Imagine this: You walk into a company named Beyond Gravity and walk out feeling like you’ve just been pulled back to Earth by a broken shoelace.
From the outside, the company markets itself as space-age, agile, next-gen. From the inside? It’s an old-school spreadsheet scramble dressed in startup gear. The interview process spanned two long, detailed interviews across German, Portuguese, and English — where I laid out multi-country operations strategy, stakeholder workflow reforms, absolutely in with Excel logic models, onboarding protocols, error correction flowcharts, and more. I didn’t just show up — I delivered blueprints.
They were hiring someone to do everything:
• Be the expense gatekeeper for Switzerland.
• Lead Portugal’s rollout of their new software (ETA: one day) + SAP HR platform.
• Build SOPs.
• Create reporting systems.
• Integrate payroll touchpoints.
• Teach employees how to behave.
• And yes, remind people to upload their Uber receipts.
All under the title of “specialist,” but they wanted a team lead, analyst, trainer, and firefighter rolled into one — on a specialist’s salary, presumably.
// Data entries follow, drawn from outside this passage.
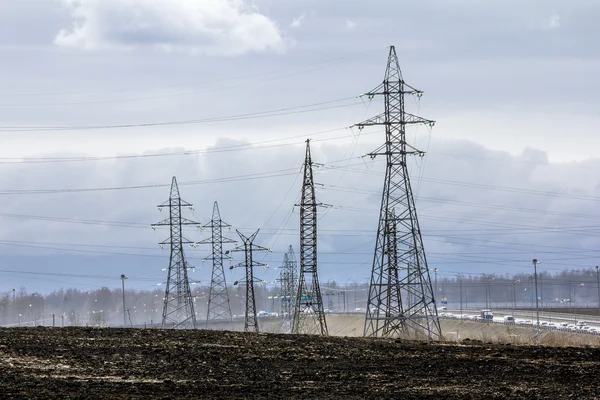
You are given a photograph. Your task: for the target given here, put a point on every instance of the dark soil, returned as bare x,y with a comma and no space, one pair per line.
91,363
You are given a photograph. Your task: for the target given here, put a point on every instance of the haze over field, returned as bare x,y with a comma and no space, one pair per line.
511,166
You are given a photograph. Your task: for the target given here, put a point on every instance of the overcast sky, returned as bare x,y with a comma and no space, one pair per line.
510,172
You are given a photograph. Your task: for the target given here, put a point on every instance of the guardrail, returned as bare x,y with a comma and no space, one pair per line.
526,325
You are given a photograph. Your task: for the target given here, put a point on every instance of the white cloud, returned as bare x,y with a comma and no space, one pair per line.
297,22
226,27
554,22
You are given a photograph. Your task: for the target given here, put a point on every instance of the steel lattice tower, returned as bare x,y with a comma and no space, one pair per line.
399,264
288,277
219,307
309,316
178,310
248,247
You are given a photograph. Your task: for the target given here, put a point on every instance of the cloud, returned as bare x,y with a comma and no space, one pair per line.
224,27
466,209
297,22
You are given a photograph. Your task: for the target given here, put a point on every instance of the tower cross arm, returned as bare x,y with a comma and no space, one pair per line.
164,222
183,241
380,91
185,221
382,151
223,240
171,203
408,119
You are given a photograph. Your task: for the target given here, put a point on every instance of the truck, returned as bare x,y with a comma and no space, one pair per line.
486,315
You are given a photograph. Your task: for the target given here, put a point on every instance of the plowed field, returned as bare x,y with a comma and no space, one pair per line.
122,363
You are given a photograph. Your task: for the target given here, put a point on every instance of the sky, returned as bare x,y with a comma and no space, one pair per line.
116,94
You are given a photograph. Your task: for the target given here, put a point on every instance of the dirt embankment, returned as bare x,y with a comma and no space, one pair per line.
123,363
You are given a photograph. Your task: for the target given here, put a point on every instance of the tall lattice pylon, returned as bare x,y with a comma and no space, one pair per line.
219,307
399,264
248,247
288,276
309,315
178,309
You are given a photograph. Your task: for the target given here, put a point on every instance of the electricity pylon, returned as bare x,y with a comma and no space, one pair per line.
219,307
248,247
309,316
399,263
178,310
288,276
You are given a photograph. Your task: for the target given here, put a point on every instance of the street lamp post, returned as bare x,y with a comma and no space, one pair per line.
537,308
598,285
515,295
123,277
575,299
488,297
350,278
459,277
435,291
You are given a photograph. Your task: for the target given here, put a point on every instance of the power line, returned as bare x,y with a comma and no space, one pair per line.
307,68
256,115
211,150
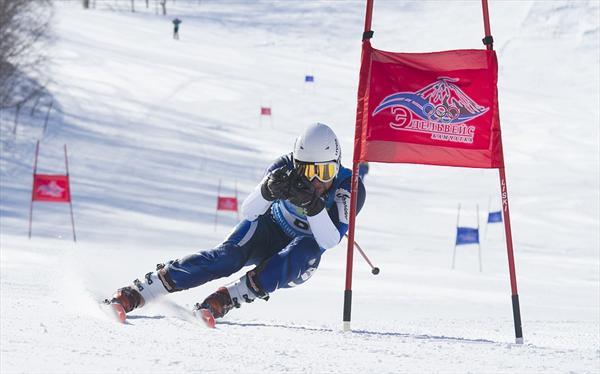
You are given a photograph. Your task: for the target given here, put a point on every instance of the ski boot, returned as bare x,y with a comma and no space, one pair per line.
137,295
124,301
226,298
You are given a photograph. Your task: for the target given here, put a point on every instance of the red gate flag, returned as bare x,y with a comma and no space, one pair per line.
227,203
52,188
437,108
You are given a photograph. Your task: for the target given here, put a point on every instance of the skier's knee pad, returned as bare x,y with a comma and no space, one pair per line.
312,265
246,289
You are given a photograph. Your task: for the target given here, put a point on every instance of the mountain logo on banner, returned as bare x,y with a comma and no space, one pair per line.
52,189
441,109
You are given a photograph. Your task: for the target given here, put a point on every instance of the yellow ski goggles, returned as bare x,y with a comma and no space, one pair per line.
323,171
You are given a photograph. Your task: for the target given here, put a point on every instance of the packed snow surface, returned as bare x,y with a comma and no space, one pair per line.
154,125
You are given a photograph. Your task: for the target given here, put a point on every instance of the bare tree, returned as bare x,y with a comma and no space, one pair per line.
23,32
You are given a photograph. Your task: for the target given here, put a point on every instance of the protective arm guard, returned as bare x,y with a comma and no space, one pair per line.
255,204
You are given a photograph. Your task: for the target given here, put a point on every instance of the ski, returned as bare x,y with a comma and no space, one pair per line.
205,316
115,310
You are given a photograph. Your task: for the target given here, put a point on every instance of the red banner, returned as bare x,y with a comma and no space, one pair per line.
53,188
227,203
436,108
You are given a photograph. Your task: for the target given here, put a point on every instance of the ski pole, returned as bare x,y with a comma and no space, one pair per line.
374,269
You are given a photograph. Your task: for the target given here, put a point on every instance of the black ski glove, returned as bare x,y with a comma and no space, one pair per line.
303,194
276,185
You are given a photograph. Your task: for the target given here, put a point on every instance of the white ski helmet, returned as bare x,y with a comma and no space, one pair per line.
317,143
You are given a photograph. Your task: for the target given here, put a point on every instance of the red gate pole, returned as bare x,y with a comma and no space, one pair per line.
217,207
37,149
70,196
488,41
367,34
237,208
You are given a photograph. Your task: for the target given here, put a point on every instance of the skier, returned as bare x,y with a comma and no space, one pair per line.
176,23
298,211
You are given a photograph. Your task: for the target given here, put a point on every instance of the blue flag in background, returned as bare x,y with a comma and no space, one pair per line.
495,217
467,235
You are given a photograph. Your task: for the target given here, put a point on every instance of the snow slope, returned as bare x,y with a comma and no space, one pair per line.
152,125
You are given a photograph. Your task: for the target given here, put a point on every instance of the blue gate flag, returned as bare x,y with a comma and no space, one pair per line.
495,217
467,235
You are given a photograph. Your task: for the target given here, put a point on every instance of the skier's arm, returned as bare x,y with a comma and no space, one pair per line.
325,232
255,204
268,190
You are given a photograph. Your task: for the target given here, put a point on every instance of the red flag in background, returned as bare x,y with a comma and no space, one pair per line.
436,108
227,203
52,188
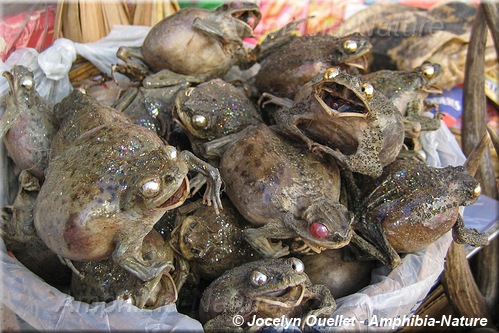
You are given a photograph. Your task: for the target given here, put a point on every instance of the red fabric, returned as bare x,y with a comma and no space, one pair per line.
28,29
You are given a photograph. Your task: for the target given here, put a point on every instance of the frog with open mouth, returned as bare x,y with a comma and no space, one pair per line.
28,124
283,190
343,116
284,71
267,288
408,91
107,185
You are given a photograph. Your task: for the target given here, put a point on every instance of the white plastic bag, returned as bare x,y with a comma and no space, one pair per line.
102,53
46,308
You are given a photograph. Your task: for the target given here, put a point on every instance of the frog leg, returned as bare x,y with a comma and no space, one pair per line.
381,249
126,99
327,304
210,27
217,147
212,175
222,323
167,78
260,239
427,123
128,254
134,66
463,235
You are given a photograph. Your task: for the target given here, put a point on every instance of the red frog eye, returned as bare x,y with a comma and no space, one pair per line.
318,230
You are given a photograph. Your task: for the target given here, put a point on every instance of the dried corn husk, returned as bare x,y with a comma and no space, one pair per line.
87,21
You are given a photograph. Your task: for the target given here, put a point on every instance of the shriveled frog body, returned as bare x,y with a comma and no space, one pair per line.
286,70
212,39
18,231
105,281
27,125
213,109
285,191
408,91
267,288
342,277
411,205
212,243
345,117
109,184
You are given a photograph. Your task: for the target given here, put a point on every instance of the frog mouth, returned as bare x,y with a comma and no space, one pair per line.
178,198
285,298
338,101
360,62
433,90
250,17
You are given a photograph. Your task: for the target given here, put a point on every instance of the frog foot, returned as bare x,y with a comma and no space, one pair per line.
463,235
70,264
264,246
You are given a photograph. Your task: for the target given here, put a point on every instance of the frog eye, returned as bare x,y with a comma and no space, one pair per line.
27,83
331,73
258,278
199,121
150,188
297,265
171,152
368,90
477,191
428,71
318,230
350,46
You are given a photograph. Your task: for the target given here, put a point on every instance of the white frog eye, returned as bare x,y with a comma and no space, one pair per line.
27,83
199,121
258,278
331,73
150,188
297,265
171,153
368,90
350,46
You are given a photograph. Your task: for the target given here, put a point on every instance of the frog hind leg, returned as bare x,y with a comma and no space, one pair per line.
260,239
222,323
463,235
377,246
129,256
325,306
210,28
167,78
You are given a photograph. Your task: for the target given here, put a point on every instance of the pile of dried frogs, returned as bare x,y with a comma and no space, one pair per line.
309,161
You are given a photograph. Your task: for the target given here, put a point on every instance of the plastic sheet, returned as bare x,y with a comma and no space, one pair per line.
102,53
391,294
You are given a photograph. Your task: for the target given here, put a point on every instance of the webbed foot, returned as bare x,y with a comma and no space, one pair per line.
463,235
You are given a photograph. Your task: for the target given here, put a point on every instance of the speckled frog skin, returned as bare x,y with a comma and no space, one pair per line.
284,191
27,125
286,70
266,288
213,109
107,187
213,39
411,205
408,90
340,115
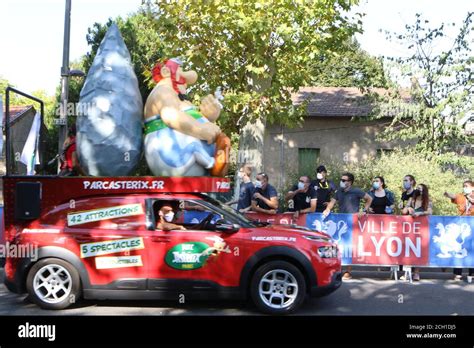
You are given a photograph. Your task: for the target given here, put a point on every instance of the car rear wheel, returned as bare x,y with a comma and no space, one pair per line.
278,287
53,284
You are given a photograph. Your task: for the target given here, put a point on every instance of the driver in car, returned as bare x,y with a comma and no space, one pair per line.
165,220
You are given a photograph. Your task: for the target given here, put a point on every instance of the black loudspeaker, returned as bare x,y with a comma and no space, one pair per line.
27,200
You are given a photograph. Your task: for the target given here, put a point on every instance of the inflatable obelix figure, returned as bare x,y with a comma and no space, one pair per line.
180,139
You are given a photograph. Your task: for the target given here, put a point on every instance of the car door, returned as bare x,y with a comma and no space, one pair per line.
197,257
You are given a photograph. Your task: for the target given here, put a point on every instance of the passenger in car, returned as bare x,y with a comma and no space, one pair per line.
165,219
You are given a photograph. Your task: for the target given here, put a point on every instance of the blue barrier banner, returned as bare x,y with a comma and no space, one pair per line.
452,241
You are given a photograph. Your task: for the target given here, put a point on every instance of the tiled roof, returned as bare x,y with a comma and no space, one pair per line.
337,101
16,111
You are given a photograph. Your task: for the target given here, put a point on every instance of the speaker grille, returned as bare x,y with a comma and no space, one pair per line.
27,200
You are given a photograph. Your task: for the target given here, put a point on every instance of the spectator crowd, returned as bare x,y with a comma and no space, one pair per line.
322,195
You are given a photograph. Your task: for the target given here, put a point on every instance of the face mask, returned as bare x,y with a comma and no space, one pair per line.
169,216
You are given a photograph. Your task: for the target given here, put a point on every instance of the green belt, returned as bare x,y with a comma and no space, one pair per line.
158,124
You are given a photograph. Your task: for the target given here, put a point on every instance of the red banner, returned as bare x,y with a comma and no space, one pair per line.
390,239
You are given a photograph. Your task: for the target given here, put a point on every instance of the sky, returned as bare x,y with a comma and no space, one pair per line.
31,31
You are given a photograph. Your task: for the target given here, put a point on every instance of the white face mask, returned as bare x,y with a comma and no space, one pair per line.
169,216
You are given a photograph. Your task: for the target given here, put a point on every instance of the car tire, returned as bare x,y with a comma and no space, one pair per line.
53,284
278,287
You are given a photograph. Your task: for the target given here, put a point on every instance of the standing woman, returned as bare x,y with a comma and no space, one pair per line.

And what do you get after investing hours of time across two multilingual rounds, live demos, and cultural alignment?
Nothing. Just a basic space rejection on a Sunday at 10 PM. This wasn’t an interview. It was a consultancy disguised as hiring.
Beyond Gravity sounds stellar in theory — rockets, satellites, the works. But if your hiring process can’t even land properly on the basics of follow-up, respect, and clarity, then maybe you’re not as ready for launch as you think.